Mutluluk

BAŞIM dönüyorsa mutluyumdur, dönmüyorsa ya da en azından bir sendeleme yaşamıyorsam mutluluk dedikleri şey benim için mutluluk değildir.

Çocukluk... İlk algılarımızın oluştuğu insanın altın çağı.
Kavramlar, olaylar, insanlar, duygular dahi başkalarının tanımıyla şekillenir zihnimizde...
Tıpkı bir hamur gibi.
Nasıl şekillendirilirseniz öyle kalırsınız.
Mutluluk da o çağda bu şekilde tanımlanan bir kavramdı benim için.
Bayramlarında evlerine akşam yemeğini paylaşmak üzere davet edildiğimiz Yahudi komşularımızın Seder masasında küçük bir çocuk da olsam herkes gibi önüme konulan şarap bardağına da, üzüm, tarçın, bademle bulamaca dönüştürülen haroset tatlısına da saflığı ve alçakgönüllülüğü temsil ettiğini söyledikleri şekersiz matsa kurabiyelerine de şaşkınlıkla bakmamıştım.
Sadece ne olduğuna dair zapt edilemeyen bir merak vardı içimde tüm çocuklar gibi.
Öğreneceğim yeni isimler, sıfatlar, tatlar...
Yarım bardaktan sonra içmeme izin verilmeyen şarabın neden olduğunu bilmiyordum o baş dönmesine.
“Bu nedir?”Başım dönüyor benim” demiştim.
Herkesin kahkahalarla yemek yediği o masada 7 yaşındaki Ferzane’nin söyledikleri dikkatle dinleniyor, karşı fikirler sunmam için beni kızdırıp kahkahalar atıyorlardı.
Yanı başımda oturan annem ve babam beni sarıp sarmalamış, kafa karışıklığı yaşamamam için hissettiğim şeyi sarhoşluk ya da çakırkeyiflik olarak nitelendirmek yerine “Bu mutluluk... O yüzden başın dönüyor” demişlerdi.
Sonraki yıllarda mutlu olduğuma inanmam için başımın dönmesi ölçütü pek de doğru değildi.
Bunun için güzel şeyler yaşadığımda da neden başım dönmüyor sorusunu sordum...

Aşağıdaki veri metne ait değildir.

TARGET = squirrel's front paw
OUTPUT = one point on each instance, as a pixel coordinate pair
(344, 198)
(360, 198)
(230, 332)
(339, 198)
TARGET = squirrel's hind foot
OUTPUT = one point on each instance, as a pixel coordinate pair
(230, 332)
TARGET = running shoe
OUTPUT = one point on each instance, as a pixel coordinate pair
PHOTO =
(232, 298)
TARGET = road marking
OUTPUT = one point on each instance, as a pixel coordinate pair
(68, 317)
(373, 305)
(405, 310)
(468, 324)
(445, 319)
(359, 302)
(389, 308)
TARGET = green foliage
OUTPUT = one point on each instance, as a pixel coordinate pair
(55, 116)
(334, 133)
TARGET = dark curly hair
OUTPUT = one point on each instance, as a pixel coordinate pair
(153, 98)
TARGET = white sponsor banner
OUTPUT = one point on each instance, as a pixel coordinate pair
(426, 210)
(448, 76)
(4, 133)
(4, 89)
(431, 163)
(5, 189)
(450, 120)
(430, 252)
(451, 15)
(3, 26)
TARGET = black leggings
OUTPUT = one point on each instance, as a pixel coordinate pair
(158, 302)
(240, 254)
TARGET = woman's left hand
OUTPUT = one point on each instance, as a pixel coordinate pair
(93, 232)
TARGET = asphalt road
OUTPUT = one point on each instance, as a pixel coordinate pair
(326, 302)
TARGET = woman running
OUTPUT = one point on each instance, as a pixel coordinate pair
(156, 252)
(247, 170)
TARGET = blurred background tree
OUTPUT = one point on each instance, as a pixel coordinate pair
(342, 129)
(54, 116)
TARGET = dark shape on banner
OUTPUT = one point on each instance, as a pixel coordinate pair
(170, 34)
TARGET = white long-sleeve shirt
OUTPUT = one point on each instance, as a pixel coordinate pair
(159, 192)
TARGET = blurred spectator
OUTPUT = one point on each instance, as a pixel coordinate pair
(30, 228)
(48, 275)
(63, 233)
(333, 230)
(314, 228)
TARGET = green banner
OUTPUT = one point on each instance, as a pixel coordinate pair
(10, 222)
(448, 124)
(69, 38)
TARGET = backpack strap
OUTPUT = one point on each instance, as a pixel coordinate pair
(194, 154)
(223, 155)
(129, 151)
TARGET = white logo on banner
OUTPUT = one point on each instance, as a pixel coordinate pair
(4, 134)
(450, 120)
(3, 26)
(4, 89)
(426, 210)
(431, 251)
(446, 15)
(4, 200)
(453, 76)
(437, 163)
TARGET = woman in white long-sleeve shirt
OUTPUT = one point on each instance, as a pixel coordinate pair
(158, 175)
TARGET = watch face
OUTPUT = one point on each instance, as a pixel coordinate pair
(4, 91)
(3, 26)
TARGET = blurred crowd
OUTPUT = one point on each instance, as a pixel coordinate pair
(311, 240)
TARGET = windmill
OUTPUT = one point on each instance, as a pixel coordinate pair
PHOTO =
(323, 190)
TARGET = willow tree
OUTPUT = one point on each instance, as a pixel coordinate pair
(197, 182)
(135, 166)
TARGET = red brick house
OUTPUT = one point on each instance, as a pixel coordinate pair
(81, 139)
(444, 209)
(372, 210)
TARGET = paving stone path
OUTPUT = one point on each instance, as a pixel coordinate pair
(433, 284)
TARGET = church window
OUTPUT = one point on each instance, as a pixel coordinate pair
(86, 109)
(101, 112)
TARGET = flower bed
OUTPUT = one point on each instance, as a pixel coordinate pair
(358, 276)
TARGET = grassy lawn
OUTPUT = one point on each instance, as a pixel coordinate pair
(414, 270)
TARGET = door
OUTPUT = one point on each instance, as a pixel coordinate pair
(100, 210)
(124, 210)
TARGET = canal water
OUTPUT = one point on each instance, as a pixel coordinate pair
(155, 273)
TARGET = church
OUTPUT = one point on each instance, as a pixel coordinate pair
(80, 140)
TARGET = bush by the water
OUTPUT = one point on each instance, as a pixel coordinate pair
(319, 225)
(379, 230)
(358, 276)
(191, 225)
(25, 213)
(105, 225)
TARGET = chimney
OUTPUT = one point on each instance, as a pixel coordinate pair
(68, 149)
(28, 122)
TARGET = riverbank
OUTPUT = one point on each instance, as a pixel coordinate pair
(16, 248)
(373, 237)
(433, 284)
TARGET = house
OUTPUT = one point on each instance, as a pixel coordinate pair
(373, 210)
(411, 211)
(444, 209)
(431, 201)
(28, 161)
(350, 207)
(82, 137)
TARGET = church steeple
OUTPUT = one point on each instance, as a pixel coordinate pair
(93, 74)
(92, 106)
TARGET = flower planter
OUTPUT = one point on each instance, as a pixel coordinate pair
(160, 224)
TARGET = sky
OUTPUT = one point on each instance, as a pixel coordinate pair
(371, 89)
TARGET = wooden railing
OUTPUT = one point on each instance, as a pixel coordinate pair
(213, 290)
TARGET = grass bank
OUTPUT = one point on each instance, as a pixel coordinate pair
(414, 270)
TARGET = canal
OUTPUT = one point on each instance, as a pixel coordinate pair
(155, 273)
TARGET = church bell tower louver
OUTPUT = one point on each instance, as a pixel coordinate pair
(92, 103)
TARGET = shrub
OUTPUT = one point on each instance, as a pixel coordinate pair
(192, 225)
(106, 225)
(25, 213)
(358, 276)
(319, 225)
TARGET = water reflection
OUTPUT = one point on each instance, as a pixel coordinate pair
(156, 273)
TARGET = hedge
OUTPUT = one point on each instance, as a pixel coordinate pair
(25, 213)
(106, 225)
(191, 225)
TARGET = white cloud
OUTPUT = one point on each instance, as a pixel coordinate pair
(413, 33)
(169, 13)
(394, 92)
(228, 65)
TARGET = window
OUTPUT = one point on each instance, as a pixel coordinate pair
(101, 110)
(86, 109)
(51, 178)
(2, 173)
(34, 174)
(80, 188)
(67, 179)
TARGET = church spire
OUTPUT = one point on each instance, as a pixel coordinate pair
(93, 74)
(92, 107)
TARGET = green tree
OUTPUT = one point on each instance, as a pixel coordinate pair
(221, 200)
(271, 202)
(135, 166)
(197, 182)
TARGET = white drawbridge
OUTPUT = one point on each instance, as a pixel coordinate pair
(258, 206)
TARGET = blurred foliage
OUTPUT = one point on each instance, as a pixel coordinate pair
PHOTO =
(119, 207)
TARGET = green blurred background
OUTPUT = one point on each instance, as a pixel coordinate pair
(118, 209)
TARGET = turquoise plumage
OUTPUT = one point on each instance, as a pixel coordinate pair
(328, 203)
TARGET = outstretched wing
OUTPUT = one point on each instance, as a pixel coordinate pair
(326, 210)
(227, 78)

Demek ki yeterince mutlu değildim.
Mutluluk kavramını kafa karışıklığı yaşasam da öğrenmiştim. Yanlış da olsa kelime hazinem içinde en derin anlamı olan kelimeyle tanışmam böyledir okuyucu..
Tüm çocuklar gibi...
Geçen hafta Van’a giden gazetecilerin röportaj yaptığı küçük çocuğu izlerken aklıma geldi.
Burada çocuklar ağlıyor, anneler ağlıyor, babalar ağlıyor diyen çocuğa “Mutluluk nedir” deseniz büyüdüğünde ne yanıt verecek size ve kendisine?
Bunu düşündüm.
Geçen hafta bugün Van’da iki çocuk yanarak öldü.
Depremde değil sığındıkları çadırda.
Bir çocuk açlıktan ve soğuktan öldü.
Tekrar yazıyorum.
Soğuktan ve açlıktan öldü bir çocuk Türkiye’de.
Çocuklar depreme değil, yokluğun getirdiği hastalıklara, kara, buza, açlığa, sahipsizliğe direniyorlar.
Depremden sağ çıkan çocuğu yaşatamamanın sorumluluğu kime ait?
Kim üstlenecek bu suçu, bu gelişmiş, modern, büyüme rekorları kıran ülkede?
Deprem deseniz, çadır deseniz, soğuk, açlık deseniz neler söyleyecek, neler düşünecek büyüdüğünde.
“Soğuk, acı, ölüm, mutsuzluk ve Türkiye” deseniz ne diyecekler ağlayan çocuklar??
Bilmiyorum...
Ama “sahipsizlik nedir” derseniz eminim söyleyecek çok şeyleri olacak.